Optoro estimates the environmental burden of handling these returns every year: 4 billion pounds of waste in landfills, 1.2 billion gallons of diesel fuel for heavy truck shipping, and 12 million metric tons of CO2 emissions into the atmosphere. This is the greenhouse gas equivalent of cutting down about 12 million acres of the average US forest, or burning 12.8 billion pounds of coal.

If we are to optimize the way we buy and sell goods, retailers and consumers will need to take a hard look at minimizing the quantity and maximizing the value of returned inventory. A few recent innovations in the marketplace could help us do just that.

One approach is to make it less likely for customers to return their purchases in the first place. Nowadays, “e-tailers” are transforming the virtual buying experience and promising customers a higher satisfaction than they would find with actual in-store purchases.
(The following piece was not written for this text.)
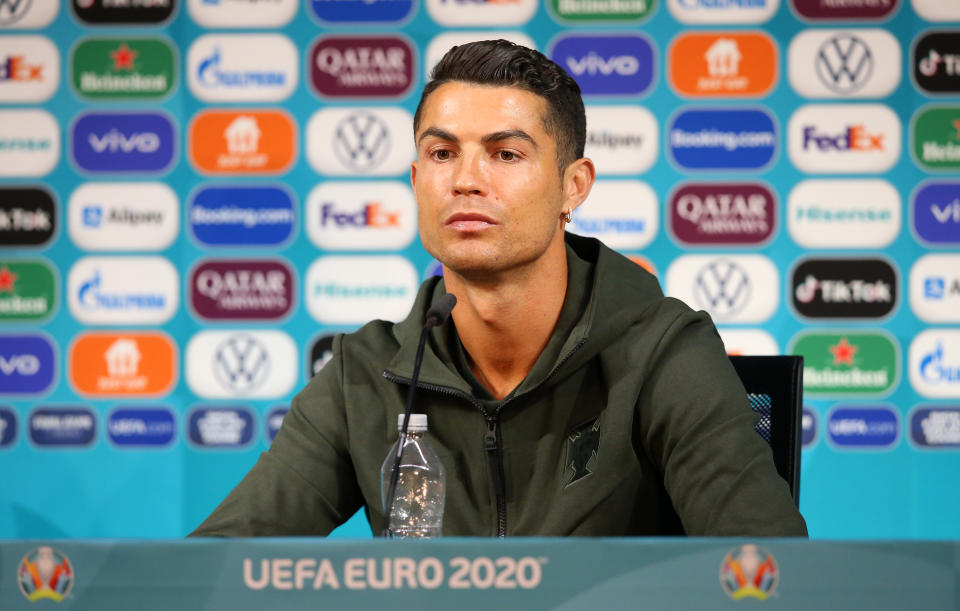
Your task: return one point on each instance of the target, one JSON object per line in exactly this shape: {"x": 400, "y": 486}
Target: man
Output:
{"x": 566, "y": 396}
For instance, the mobile app company MTailor allows men to capture their body size dimensions with their smartphones and order custom-fitted dress clothing. By leveraging 3D models and fitting algorithms, MTailor promises results that are 20% better than a human tailor. These more personalized products reduce the number of unwanted products and ultimately minimize the environmental costs of handling returns.

Another approach is to invest in smarter reverse logistics programs, which minimize the number of touchpoints needed to re-route returned goods to their next best home. Some large retailers are employing software to advise warehouse workers where and how to sell goods by analyzing their cost, condition, negotiated supplier agreements, and recovery potential across various selling channels, like Amazon and eBay. Ultimately, these technologies create more efficient marketplaces by connecting buyers more directly with available inventory and cutting out unnecessary shipping routes and re-sellers in the process.

While these new technologies represent progress, there is still much work to be done to keep pace with the drones that may soon help us receive and return products faster than ever before. Companies are only beginning to act on the opportunity to reclaim value from returned products. In the meantime, we as consumers should be mindful of the hidden environmental costs and inefficiencies of a retail system that processes over $3 trillion each year. The next time you see “free returns” while shopping, you might want to think twice about the truth behind that promise. Oftentimes, even the things we don’t think about can really count.

Brian Miranda is a Fall 2016 Fellow with the Clean Energy Leadership Institute, and a Product Manager with Optoro.